Yémen : Berlin a approuvé des ventes d’armes à 8 pays de la coalition arabe pour plus d’un milliard d’euros

« Faites ce que je dis, mais pas ce que je fais ». Telle est, en substance, la politique allemande en matière de ventes d’armes. En mars, Berlin a prolongé le gel de toutes les licences d’exportations de matériels miliaires destinés à l’Arabie Saoudite. Cette décision, qui concerne aussi les Émirats arabes unis, est aussi valable pour les composants produits en Allemagne, ce qui met en difficultés les industriels européens qui ont à livrer des matériels à ces deux pays.

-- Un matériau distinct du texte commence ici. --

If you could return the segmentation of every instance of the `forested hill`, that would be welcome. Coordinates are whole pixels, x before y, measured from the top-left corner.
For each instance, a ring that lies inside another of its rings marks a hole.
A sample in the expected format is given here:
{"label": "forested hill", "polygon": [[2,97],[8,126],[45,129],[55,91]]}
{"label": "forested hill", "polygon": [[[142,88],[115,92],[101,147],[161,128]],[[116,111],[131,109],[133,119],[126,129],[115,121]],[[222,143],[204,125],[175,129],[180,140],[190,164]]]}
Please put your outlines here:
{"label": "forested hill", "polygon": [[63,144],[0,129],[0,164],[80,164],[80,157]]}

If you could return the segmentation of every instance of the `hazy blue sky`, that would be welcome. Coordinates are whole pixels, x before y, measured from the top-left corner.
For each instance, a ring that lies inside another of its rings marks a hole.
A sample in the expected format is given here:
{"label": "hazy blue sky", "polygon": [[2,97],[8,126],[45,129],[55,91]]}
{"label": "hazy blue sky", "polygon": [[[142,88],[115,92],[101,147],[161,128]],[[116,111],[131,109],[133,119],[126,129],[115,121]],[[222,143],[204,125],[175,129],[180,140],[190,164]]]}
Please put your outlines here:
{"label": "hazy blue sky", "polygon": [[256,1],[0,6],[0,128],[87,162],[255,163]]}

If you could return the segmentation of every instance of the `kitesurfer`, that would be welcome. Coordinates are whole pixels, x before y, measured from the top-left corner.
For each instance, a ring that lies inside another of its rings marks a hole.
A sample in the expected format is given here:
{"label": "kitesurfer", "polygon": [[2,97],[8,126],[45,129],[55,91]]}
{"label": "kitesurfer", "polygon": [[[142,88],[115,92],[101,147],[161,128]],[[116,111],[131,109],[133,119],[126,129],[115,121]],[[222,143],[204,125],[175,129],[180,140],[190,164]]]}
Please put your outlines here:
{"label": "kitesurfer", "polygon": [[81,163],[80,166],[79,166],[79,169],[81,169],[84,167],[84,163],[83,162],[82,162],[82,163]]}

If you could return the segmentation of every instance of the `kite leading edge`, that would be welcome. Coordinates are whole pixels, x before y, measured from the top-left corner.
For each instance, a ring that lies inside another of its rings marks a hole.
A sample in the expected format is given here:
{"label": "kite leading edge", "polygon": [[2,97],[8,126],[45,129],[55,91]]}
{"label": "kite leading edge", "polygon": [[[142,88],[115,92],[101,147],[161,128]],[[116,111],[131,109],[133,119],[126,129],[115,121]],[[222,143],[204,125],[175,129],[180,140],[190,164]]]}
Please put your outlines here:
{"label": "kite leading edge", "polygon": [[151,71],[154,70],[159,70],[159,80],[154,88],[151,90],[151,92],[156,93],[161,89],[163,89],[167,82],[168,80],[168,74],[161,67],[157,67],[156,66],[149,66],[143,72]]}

La raison avancée par le gouvernement allemand pour justifier cette mesure est liée à l’intervention au Yémen de la coalition arabe dirigée par Riyad. Cette dernière vise à soutenir le président yéménite, Abdrabbo Mansour Hadi, reconnu par la communauté internationale, face aux rebelles Houthis, soutenus par l’Iran.

Au regard des conséquences de cette intervention sur les populations civiles, les ventes d’armes à l’Arabie Saoudite font l’objet de vives polémiques, parfois non dénuées d’arrière-pensées. La France est particulièrement critiquée alors que d’autres pays, États-Unis en tête, mais aussi la Russie ou encore la Chine, sfont partie des principaux fournisseurs d’armes de Riyad. L’Allemagne aussi d’ailleurs… mais de façon beaucoup plus discrète.

« Nous sommes un certain nombre à ne pas apprécier les leçons de morale qui nous sont régulièrement adressées par des voisins, et amis, qui prennent des décisions à grand renfort de publicité et dont on s’aperçoit que des filiales judicieusement positionnées dans des pays lointains poursuivent leur commerce d’armes », a ainsi dénoncé Christian Cambon, le président de la commission sénatoriale des Affaires étrangères et de la Défense, alors qu’il recevait Florence Parly, la ministre des Armées, pour une audition.

Cela étant, l’accord de coalition gouvernementale conclu par les chrétiens-démocrates de la chancelière Angela Merkel [CDU/CSU] et les sociaux-démocrates du SPD interdit de livrer des armes aux pays de la coalition arabe engagée au Yémen. Aussi, l’embargo décrété après l’affaire Khashoggi [du nom d’un journaliste saoudien assassiné en Turquie, ndlr] est conforme à cette entente. Du moins en théorie… Car il en va autrement pour la pratique.

Ainsi, selon la presse d’outre-Rhin, et entre le 1er janvier et le 6 juin, le gouvernement allemand a accordé 122 licences d’exportation d’équipements militaires à 8 pays membres de la coalition arabe. Deux de ces licences ont même été accordées à l’Arabie Saoudite pour des SUV protégés.

Ces informations ne sortent pas de nulle part : elles ont été communiquées par Ulrich Nußbaum, secrétaire d’État au ministère allemand des Affaires économiques, en réponse à une demande adressée par l’eurodéputé écologiste Omid Nouripour.

La valeur de ces licences est supérieure à 1 milliard d’euros. Dans le détail, 13 concernent l’Égypte [pour 801,8 millions d’euros] et 43 ont été accordées aux Émirats arabes unis [pour 206,1 millions d’euros].

Cela étant, il est possible que certaines de ces licences aient été accordées pour autoriser la livraison de composants fabriqués en Allemagne à des industriels européens [et notamment français] ayant des contrats à honorer avec ces huit pays. C’est d’ailleurs probablement le cas pour Kamag, qui a livré des éléments à la PME française Nicolas Industrie pour une commande passée par Riyad.

Quoi qu’il en soit, s’agissant de l’Égypte, la commission du budget du Bundestag a approuvé, en avril dernier, la garantie d’Hermes-Euler d’un montant maximum de 2,3 milliards d’euros afin de couvrir la commande, passée par Le Caire, de six frégates Meko A200 produites par ThyssenKrupp Marine Systems [TKMS]. L’Arabie Saoudite devant en assurer le financement… Pour rappel, Naval Group avait déjà été retenu par la marine égyptienne pour livrer une FREMM [la « Tahya Misr »].